Geographic Information System (GIS) software has been in existence since the 1980's and since then over 80 raster and vector file formats have been created. As many of these file formats are proprietary, specific software is required to work with them limiting their reuse. In an effort to promote the interoperability of geospatial data, a few open standards have emerged. The following document focuses on these open file formats and provides a brief explanation of each. Links to resources on how to create and open each file format have been included, along with an example file for each format.
The file formats have been broken-down based on the types of data they can contain - either raster, vector, or both. For a brief explanation of raster and vector data types, please visit https://libguides.colostate.edu/gis/geospatial_data_basics
GeoTIFF
Hierarchical Data Format (HDF)
Network Common Data Format (NetCDF)
ESRI Shapefile
Comma Separated Values (CSV) and Tab Separated files (TSV)

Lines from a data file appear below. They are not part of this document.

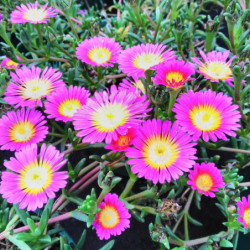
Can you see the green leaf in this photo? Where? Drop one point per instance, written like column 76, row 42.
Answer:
column 21, row 213
column 81, row 241
column 108, row 246
column 193, row 221
column 31, row 224
column 20, row 244
column 226, row 243
column 79, row 216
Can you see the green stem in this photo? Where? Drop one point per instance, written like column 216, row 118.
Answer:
column 128, row 187
column 173, row 95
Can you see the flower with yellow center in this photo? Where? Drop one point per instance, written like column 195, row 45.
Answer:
column 113, row 218
column 207, row 114
column 32, row 13
column 215, row 66
column 206, row 179
column 161, row 151
column 33, row 176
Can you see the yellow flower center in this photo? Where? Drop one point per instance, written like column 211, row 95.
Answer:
column 35, row 15
column 174, row 77
column 109, row 117
column 160, row 152
column 68, row 108
column 34, row 178
column 146, row 61
column 139, row 85
column 21, row 132
column 109, row 217
column 205, row 118
column 216, row 70
column 204, row 182
column 35, row 89
column 247, row 217
column 99, row 55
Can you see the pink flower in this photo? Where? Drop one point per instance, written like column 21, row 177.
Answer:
column 123, row 141
column 98, row 51
column 161, row 151
column 215, row 67
column 108, row 114
column 32, row 13
column 244, row 211
column 21, row 128
column 9, row 64
column 207, row 114
column 136, row 60
column 64, row 103
column 33, row 177
column 173, row 74
column 29, row 86
column 206, row 178
column 113, row 218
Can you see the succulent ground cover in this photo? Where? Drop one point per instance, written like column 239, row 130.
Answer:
column 152, row 97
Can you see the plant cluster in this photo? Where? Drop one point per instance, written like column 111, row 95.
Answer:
column 154, row 88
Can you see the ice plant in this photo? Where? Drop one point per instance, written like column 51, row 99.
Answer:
column 161, row 151
column 173, row 74
column 9, row 64
column 21, row 128
column 123, row 141
column 207, row 115
column 244, row 211
column 113, row 218
column 215, row 67
column 108, row 114
column 64, row 103
column 206, row 179
column 29, row 86
column 98, row 51
column 32, row 13
column 136, row 60
column 33, row 177
column 136, row 84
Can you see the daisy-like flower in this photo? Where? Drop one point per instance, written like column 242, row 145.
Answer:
column 64, row 103
column 9, row 64
column 136, row 60
column 98, row 51
column 21, row 128
column 32, row 13
column 123, row 141
column 244, row 211
column 132, row 85
column 33, row 177
column 215, row 67
column 161, row 151
column 174, row 74
column 206, row 179
column 113, row 218
column 207, row 114
column 108, row 114
column 29, row 86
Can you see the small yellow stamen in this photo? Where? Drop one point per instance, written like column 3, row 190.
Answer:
column 204, row 182
column 109, row 117
column 99, row 55
column 21, row 132
column 68, row 108
column 35, row 15
column 160, row 152
column 109, row 217
column 146, row 61
column 216, row 70
column 205, row 118
column 34, row 178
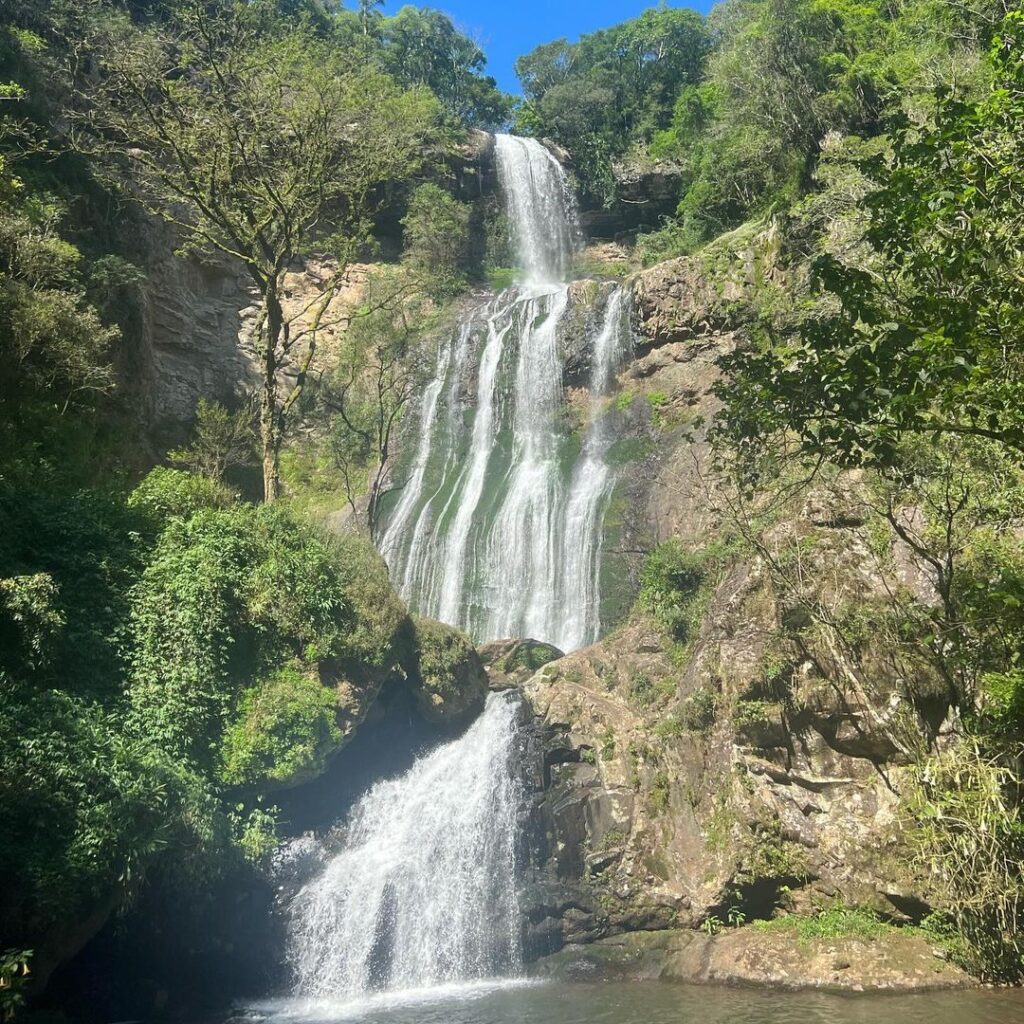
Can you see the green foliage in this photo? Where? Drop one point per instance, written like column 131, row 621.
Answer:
column 673, row 585
column 84, row 807
column 422, row 47
column 969, row 839
column 451, row 674
column 611, row 89
column 69, row 563
column 13, row 977
column 832, row 923
column 220, row 440
column 283, row 730
column 165, row 494
column 228, row 596
column 925, row 337
column 436, row 236
column 256, row 834
column 698, row 711
column 386, row 357
column 660, row 793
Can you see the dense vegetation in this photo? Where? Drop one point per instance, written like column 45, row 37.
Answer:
column 743, row 99
column 872, row 152
column 169, row 653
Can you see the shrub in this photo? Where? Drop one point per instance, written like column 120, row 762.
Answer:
column 452, row 677
column 230, row 596
column 698, row 711
column 173, row 494
column 672, row 585
column 284, row 730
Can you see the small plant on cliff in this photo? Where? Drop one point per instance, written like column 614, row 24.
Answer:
column 836, row 922
column 698, row 711
column 220, row 440
column 675, row 585
column 284, row 729
column 13, row 976
column 970, row 840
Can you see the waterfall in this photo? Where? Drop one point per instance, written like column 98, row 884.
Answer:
column 499, row 524
column 423, row 892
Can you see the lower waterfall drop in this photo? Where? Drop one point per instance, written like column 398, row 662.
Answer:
column 424, row 891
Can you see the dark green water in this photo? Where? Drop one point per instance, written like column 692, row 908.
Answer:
column 649, row 1003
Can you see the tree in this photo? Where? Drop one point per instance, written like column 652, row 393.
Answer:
column 423, row 47
column 368, row 12
column 925, row 336
column 612, row 88
column 436, row 237
column 220, row 439
column 263, row 144
column 382, row 368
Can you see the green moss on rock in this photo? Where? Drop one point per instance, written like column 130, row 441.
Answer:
column 451, row 681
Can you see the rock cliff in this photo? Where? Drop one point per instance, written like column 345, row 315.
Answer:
column 747, row 762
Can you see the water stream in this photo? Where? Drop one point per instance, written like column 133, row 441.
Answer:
column 423, row 890
column 499, row 524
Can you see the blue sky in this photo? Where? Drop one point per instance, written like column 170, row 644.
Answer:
column 506, row 29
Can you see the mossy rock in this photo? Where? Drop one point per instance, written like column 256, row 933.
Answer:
column 448, row 674
column 513, row 662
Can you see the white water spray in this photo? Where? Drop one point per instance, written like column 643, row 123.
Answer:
column 424, row 892
column 499, row 529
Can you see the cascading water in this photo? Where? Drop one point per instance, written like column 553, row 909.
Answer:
column 498, row 528
column 424, row 891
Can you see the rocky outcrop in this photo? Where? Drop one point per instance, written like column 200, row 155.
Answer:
column 646, row 192
column 710, row 293
column 775, row 957
column 747, row 761
column 192, row 323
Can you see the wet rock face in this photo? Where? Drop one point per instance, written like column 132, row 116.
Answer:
column 646, row 193
column 777, row 958
column 756, row 768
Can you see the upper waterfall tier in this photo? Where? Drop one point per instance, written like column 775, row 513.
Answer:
column 499, row 521
column 541, row 207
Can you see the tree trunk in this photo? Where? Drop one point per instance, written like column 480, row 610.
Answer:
column 268, row 418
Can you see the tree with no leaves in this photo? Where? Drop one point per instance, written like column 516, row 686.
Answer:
column 261, row 142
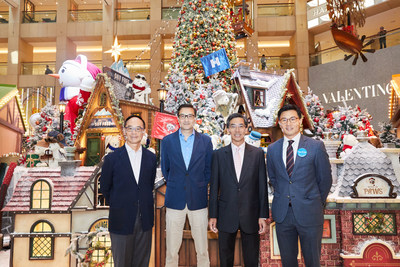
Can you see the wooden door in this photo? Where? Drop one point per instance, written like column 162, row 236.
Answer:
column 187, row 253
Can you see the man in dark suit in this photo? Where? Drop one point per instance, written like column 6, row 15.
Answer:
column 238, row 195
column 300, row 173
column 186, row 166
column 127, row 181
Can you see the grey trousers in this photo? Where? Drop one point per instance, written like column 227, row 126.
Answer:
column 132, row 250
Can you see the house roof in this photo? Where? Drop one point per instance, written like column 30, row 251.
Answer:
column 64, row 189
column 9, row 92
column 102, row 81
column 364, row 158
column 278, row 88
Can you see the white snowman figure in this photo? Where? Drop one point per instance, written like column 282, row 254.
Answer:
column 141, row 89
column 254, row 139
column 77, row 78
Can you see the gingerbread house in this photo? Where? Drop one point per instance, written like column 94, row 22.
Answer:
column 262, row 94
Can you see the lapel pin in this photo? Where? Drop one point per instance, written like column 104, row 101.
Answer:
column 302, row 152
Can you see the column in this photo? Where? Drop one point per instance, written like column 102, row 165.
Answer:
column 66, row 48
column 156, row 49
column 108, row 31
column 300, row 45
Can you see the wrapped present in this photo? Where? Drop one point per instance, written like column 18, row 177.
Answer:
column 32, row 160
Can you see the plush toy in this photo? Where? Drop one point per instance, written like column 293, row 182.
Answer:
column 225, row 103
column 254, row 139
column 349, row 141
column 226, row 140
column 112, row 142
column 139, row 90
column 51, row 149
column 77, row 78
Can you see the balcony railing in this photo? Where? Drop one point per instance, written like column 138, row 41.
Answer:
column 4, row 17
column 334, row 53
column 39, row 16
column 169, row 13
column 3, row 68
column 85, row 15
column 132, row 14
column 273, row 10
column 135, row 66
column 36, row 68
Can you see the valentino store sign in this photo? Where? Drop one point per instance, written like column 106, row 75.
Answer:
column 360, row 93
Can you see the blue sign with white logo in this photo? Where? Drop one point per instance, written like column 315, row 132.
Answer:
column 302, row 152
column 215, row 62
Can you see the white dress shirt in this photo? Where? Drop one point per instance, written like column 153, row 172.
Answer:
column 135, row 157
column 241, row 154
column 295, row 146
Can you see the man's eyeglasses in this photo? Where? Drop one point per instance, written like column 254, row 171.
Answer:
column 186, row 116
column 236, row 126
column 290, row 120
column 134, row 129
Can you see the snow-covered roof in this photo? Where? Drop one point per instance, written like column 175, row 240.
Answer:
column 64, row 189
column 277, row 88
column 364, row 158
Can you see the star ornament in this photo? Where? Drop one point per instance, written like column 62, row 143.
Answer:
column 115, row 50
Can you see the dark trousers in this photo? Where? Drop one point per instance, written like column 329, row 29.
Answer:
column 132, row 250
column 382, row 42
column 288, row 233
column 250, row 248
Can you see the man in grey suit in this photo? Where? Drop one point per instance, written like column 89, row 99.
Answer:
column 300, row 173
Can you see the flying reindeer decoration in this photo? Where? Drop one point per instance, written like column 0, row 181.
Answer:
column 347, row 11
column 351, row 44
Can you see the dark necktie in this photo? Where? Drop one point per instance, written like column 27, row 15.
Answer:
column 289, row 158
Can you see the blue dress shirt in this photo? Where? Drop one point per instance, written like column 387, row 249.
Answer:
column 186, row 147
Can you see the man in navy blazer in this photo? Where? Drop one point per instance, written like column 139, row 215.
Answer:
column 300, row 173
column 238, row 195
column 127, row 182
column 186, row 166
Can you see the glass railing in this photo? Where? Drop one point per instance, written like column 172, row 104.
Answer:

Geographic Markup Language (GML)
Keyhole Markup Language (KML)
GeoJSON
The combination of a Tag Image File Format (TIFF) with geospatial (i.e., location) information produces a GeoTIFF. The extension for these files is either .tif or .tiff, and upon first glance look like standard image files. The inclusion of geospatial information as part of TIFF files can be determined using a GIS or programmatically using GDAL.
2016 riparian vegetation within the Colorado River Basin https://mountainscholar.org/handle/10217/186040
HDF files are very versatile allowing researchers to store images, tables, graphs, and even documents within one file. Identified by files with the extension .hdf, .he5, and .h5, these files are comparable to a folder with a root level containing child folders and files within. These self-describing files can store multi-dimensional data and are useful for storing general-purpose scientific data. HDF5 is the latest version which is much more structured than the previous.
OMI Level 2 O2-O2 Cloud Data https://gamma.hdfgroup.org/ftp/pub/outgoing/opendap/data/HDF5/zoo/OMI-Aura_L2-OMCLDO2_2009m1001t0941-o27729_v003-2009m1001t155925.h5
Developed in 1980 for sharing atmospheric science data, the NetCDF file format has gained popularity across many scientific disciplines. NetCDF files have the file extension .netcdf, .nc, and .nc4. They can be used to store large numeric multi-dimensional datasets with a time-series and spatial component, making them great for computational model outputs. Like the Hierarchical Data Format (HDF), NetCDF files are self-describing ensuring that documentation accompanies the data when shared. A few organizations using NetCDF include NOAA, NASA and USGS.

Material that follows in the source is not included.